Of course, neither Nicholson nor Nott caused or created this cultural shift, which spanned America as well as the Atlantic. The goals of politeness everywhere remained ideals rather than realities, aspirations rather than descriptions. But they were not divorced from everyday experience. Virginians’ responses to their two governors reveal the experiences and contentions that gave meaning to this emerging ideal of human relationships.
The central theme of the inscription that Byrd prepared for the monument to Nott in 1718 was the late governor’s respect for the boundaries of authority. Nott used his powers “to do good to the People,” Byrd noted, not “to insult and oppress.” With a “passion” only for “doing good” and a concern for “mildness, prudence, and justice,” Nott “was content with the limited Authority of his Commission, and stretch’t not the Royal Prerogative to make his Power absolute, and his Government arbitrary.”87
These descriptions were not simply polite commonplaces. Byrd’s arguments sharply critiqued both Nott’s predecessor and his successor. The legislative committee reviewing the draft removed a number of his more fervent claims, worried that they might be taken as criticisms of their current governor.
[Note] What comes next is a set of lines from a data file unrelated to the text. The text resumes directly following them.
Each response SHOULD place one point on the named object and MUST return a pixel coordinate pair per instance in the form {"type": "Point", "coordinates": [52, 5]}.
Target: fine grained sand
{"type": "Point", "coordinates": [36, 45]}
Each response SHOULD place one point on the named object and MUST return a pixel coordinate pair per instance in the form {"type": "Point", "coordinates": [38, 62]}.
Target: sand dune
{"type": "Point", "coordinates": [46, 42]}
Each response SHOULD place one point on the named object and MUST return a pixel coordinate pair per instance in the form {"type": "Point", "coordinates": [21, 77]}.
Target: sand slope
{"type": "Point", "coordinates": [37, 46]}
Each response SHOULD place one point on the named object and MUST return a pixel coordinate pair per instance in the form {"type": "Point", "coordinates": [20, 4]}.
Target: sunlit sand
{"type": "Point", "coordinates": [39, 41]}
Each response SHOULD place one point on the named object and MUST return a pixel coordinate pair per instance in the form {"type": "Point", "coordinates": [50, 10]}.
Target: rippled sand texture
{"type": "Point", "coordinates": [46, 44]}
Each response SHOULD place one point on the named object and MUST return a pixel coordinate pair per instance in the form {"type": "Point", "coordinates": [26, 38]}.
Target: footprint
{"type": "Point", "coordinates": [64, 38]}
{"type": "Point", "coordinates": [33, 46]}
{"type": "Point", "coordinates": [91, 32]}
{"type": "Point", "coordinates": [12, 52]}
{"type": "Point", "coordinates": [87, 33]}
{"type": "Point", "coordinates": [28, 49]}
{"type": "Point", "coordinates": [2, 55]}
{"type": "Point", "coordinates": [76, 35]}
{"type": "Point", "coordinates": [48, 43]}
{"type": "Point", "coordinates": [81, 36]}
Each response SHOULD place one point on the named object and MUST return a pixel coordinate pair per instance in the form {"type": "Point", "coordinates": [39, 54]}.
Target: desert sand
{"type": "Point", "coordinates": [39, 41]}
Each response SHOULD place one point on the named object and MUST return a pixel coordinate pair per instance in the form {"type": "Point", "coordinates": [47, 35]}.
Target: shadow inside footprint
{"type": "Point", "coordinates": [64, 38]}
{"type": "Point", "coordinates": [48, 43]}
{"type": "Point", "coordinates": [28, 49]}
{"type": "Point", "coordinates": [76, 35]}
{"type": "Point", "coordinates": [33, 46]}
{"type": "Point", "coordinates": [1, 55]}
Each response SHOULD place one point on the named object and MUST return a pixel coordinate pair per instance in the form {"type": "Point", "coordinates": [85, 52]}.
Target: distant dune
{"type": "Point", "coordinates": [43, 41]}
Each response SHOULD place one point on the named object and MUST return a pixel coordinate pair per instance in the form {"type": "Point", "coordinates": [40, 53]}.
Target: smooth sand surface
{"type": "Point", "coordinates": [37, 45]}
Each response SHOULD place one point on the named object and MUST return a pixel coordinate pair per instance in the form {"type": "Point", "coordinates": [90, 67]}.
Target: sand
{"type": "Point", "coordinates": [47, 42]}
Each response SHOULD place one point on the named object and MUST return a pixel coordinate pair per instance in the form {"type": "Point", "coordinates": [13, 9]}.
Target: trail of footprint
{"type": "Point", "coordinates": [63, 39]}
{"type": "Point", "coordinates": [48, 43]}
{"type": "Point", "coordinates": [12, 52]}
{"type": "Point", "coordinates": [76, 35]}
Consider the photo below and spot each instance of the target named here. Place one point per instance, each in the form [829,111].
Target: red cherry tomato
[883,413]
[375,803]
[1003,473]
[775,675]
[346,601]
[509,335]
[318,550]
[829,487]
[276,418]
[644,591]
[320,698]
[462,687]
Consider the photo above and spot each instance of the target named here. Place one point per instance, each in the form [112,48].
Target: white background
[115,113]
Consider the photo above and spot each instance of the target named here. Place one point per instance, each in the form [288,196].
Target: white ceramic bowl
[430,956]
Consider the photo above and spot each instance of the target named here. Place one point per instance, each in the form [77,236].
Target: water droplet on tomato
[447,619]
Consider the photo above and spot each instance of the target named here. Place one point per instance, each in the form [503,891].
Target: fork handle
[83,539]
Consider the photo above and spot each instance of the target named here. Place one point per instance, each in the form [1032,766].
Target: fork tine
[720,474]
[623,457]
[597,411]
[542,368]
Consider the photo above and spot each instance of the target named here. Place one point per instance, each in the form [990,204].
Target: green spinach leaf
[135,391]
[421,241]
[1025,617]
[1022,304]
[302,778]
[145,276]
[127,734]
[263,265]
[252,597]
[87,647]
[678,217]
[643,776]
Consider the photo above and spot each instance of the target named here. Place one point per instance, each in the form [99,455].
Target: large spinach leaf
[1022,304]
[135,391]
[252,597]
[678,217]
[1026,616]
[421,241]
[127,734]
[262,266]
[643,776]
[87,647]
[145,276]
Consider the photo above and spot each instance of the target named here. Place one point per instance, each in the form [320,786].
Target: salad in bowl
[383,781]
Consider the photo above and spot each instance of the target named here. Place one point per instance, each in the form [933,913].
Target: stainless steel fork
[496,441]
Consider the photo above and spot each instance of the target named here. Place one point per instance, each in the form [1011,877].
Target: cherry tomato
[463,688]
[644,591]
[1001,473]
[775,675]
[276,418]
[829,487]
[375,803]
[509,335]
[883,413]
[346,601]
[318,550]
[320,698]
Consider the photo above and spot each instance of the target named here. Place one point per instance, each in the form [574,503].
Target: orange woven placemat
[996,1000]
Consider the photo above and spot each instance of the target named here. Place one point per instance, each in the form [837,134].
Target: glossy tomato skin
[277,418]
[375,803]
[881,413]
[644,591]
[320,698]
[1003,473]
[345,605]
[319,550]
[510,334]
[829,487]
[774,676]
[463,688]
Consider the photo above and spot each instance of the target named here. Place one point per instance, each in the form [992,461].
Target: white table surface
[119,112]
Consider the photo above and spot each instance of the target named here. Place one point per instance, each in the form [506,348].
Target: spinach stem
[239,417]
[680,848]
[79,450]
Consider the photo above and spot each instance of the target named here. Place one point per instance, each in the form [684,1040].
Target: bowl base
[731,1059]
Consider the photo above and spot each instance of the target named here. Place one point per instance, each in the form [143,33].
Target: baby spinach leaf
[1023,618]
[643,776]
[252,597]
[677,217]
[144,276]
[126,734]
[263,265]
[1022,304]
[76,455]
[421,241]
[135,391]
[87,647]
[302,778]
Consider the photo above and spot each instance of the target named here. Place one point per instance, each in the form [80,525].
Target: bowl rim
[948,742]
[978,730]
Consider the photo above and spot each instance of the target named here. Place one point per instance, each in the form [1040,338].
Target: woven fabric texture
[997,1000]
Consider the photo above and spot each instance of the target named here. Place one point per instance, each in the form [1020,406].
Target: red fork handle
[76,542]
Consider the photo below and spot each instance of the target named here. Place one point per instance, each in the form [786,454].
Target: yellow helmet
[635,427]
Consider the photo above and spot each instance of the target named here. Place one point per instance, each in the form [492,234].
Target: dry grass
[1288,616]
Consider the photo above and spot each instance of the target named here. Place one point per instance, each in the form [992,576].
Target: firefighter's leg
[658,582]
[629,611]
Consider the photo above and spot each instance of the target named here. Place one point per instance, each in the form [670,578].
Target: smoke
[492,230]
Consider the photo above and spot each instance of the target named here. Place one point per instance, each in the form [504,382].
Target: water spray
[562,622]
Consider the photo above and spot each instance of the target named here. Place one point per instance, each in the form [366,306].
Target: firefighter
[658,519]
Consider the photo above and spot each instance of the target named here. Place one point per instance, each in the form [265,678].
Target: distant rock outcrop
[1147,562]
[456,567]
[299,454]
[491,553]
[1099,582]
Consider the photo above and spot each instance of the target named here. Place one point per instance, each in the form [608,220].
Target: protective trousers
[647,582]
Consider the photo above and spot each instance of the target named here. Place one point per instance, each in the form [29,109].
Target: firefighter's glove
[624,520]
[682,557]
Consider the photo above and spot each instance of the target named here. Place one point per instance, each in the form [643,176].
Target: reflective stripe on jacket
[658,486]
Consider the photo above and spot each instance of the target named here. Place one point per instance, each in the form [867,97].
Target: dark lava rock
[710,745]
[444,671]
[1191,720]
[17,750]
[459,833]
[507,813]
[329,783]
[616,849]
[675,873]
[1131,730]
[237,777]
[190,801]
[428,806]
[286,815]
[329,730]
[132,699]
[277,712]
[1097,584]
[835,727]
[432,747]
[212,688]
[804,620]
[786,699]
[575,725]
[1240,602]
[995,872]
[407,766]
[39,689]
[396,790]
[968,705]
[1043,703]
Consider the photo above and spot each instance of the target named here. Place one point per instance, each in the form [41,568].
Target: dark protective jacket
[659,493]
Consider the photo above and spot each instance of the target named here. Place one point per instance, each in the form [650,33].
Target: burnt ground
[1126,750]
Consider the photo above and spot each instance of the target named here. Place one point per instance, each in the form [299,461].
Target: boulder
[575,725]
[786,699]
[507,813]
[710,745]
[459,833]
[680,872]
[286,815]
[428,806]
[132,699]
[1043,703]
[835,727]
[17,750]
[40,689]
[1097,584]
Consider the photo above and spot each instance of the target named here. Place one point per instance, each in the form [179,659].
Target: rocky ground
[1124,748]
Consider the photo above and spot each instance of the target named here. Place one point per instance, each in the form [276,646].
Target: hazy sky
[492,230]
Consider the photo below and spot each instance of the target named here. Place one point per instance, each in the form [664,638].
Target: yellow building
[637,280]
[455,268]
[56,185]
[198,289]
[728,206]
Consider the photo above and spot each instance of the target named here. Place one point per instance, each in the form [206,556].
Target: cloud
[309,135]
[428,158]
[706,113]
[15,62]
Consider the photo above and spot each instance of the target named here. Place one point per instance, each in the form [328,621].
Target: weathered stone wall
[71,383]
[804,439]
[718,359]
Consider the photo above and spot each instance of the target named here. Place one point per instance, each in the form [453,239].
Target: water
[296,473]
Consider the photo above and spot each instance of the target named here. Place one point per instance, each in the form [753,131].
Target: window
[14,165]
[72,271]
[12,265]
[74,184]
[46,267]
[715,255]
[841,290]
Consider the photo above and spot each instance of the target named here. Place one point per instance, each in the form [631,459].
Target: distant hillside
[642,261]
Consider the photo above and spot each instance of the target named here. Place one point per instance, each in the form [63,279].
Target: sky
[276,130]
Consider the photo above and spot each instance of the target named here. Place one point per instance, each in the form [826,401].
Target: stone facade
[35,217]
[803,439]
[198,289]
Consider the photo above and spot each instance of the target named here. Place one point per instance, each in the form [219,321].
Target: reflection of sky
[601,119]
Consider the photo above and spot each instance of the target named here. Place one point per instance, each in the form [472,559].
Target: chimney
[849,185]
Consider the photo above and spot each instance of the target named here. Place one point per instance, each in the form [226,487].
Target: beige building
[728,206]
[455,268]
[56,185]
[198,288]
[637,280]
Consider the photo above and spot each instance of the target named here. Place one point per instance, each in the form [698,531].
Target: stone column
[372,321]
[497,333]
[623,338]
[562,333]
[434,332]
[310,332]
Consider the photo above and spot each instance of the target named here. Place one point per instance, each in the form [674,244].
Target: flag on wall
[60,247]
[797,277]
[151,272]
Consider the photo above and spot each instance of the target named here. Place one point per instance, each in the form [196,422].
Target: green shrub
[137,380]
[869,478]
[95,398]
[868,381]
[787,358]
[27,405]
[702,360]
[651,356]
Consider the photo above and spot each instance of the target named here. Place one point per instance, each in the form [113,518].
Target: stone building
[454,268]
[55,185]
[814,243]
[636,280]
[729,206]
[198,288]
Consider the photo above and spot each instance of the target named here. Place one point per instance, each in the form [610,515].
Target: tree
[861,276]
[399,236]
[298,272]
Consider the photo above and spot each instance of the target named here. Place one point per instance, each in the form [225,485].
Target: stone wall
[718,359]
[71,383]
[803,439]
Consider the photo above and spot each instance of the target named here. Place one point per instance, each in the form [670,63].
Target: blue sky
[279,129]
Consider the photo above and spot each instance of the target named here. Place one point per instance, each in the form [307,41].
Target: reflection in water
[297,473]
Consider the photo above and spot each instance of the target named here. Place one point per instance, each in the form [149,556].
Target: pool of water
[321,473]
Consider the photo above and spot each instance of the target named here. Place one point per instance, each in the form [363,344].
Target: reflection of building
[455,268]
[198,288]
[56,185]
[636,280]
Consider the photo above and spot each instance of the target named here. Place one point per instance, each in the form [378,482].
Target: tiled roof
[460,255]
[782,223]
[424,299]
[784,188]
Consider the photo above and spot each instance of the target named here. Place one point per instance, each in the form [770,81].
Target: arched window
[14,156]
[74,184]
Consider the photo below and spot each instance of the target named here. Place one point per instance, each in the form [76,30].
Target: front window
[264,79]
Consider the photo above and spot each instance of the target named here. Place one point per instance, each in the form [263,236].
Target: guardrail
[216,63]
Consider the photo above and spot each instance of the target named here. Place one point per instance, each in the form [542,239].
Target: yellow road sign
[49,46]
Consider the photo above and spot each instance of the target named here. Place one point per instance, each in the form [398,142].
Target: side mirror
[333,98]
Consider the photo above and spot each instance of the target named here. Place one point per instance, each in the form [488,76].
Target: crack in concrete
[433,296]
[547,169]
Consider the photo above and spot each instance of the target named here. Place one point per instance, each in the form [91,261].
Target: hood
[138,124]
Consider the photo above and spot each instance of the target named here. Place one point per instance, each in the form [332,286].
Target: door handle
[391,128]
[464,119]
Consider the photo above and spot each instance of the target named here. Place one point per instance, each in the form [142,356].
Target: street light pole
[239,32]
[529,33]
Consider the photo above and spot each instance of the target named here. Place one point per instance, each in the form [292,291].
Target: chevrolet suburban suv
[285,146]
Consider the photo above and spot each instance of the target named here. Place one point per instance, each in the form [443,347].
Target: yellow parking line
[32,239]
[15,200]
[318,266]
Nicholson of course had a different view of his failure to follow the letter of the law. He believed his sacred duty to keep order sometimes required extraordinary measures. You “speak so much of the Prerogative,” noted a concerned supporter in England, “& so little of the law.” Blair complained that Nicholson went even further, speaking “in the most contemptible terms of the English Laws & even use[d] that Expression Magna Charta, Magna F[art]a.”88
Contemporaries often referred to this broad view of official power in another term used by Byrd. “Arbitrary” had originally not been a negative term. It was closely connected with arbitration, allowing a mutually agreed-upon authority to determine an appropriate result without being shackled by technicalities. Since judges had the freedom to consider divine “wisdome & mercy” as well as “Justice,” the Puritan leader John Winthrop noted, they were “Gods upon earthe.”89 By the end of the century, however, the term “arbitrary” had largely lost its positive connotations. Robert Beverley II’s 1705 history praised Nicholson in his first term as governor for being a “strict Observer of the Acts of Assembly, making them the sole Rule of his Judgment.” This “Regularity,” however, broke down in council meetings. There Nicholson had been “Imperious” and “Arbitrary.”90
This issue of arbitrary government lay at the heart of John Locke’s influential critique of the authoritarian ideas that Nicholson continued to hold into the eighteenth century. Locke’s First Treatise on Government, first published in 1689, responded to the late Sir Robert Filmer’s Patriarcha, a book that defended monarchical power as an extension of the universally accepted authority of the father within the family. Since the king played the same paternal role within the community, he too ruled by “his own will.” As Filmer had argued elsewhere, such arbitrary or absolute government formed “the first and the safest government for the world.”